Con l’approvazione del Decreto Dignità arriva anche una stretta sui contratti a termine. Per il governo è il primo passo verso la riduzione della precarietà: “la Waterloo del precariato”, addirittura, per il ministro Di Maio. Nel frattempo, le aziende accusano: diventa ancora più complessa e costosa la gestione dei rapporti a tempo determinato; mentre niente rende più conveniente l’instaurarsi di un rapporto a tempo indeterminato.

Innanzitutto, con il provvedimento ritorna la “causale“, cioè il motivo che giustifica la scadenza del contatto.

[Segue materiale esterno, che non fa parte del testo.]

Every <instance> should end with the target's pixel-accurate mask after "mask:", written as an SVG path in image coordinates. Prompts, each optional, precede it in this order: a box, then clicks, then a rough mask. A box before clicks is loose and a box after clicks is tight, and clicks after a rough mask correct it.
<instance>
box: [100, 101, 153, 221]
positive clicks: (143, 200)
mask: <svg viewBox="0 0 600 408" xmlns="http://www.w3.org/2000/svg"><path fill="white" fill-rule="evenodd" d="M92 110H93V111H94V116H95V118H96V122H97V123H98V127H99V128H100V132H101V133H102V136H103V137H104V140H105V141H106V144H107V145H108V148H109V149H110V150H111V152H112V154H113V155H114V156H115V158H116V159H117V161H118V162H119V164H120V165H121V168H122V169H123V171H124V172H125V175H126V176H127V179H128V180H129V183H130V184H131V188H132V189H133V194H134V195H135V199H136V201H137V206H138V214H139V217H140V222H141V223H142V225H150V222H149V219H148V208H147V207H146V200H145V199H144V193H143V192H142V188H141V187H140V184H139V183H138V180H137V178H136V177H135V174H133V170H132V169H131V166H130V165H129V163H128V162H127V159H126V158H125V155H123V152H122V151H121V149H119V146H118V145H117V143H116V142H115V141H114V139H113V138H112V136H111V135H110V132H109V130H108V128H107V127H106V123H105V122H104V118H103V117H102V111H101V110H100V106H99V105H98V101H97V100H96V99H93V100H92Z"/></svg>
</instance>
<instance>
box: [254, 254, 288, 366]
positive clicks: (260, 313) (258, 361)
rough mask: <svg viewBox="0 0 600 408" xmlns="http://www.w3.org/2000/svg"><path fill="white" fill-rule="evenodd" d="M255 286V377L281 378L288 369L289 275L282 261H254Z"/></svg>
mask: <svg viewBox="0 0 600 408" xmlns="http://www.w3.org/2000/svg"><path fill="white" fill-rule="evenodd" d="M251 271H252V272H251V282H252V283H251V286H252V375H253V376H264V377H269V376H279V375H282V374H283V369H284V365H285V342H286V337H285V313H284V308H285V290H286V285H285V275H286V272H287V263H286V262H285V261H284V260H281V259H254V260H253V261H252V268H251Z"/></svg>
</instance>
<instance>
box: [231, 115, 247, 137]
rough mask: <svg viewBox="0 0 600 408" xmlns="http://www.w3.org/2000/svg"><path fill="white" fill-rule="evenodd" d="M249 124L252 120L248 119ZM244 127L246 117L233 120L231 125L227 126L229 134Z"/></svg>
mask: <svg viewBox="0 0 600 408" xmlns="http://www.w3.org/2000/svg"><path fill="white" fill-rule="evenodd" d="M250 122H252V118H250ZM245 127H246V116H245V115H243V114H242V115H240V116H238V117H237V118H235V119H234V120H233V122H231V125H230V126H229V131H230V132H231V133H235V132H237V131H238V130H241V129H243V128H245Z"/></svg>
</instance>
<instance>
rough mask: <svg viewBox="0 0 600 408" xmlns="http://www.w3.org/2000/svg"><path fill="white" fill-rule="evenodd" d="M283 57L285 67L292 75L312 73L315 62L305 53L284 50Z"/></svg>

Sarà obbligatoria per quelli con durata superiore ai 12 mesi. Dopo il primo rinnovo (ad ogni rinnovo scatterà un aumento dei contributi di 0,5 punti), si dovrà indicare in ogni caso (in pratica, il datore di lavoro dovrà comunicare un motivo valido e oggettivo per il prosieguo del rapporto “precario”), ossia a prescindere dalla durata del rapporto di lavoro. Anche quest’ultima viene toccata dalle misure: passa da 36 a 24 mesi. Cambia anche il numero massimo di proroghe che da 5 diventano 4.

Contratto a tempo determinato e decreto dignità, cosa cambia

Inoltre, da adesso in poi, le regole che valgono per i contratti a tempo determinato saranno applicate anche a quelli che vengono stipulati tra lavoratori e agenzie interinali. Stessa cosa per i lavoratori stagionali; dunque, come i lavoratori a tempo indeterminato e gli interinali non potranno superare il 20% dell’organico totale. Questo uno dei punti che scontenta di più gli imprenditori, preoccupati per le ripercussioni che tale paletto potrebbe avere durante i picchi di attività.

In parallelo, diventa sempre più difficile per le aziende ottenere aiuti e agevolazioni; a ciò si aggiunge un maggiore rischio di perdere gli incentivi ottenuti. Insomma, le imprese che diminuiscono il livello di occupazione devono restituire gli importi su cui potevano contare.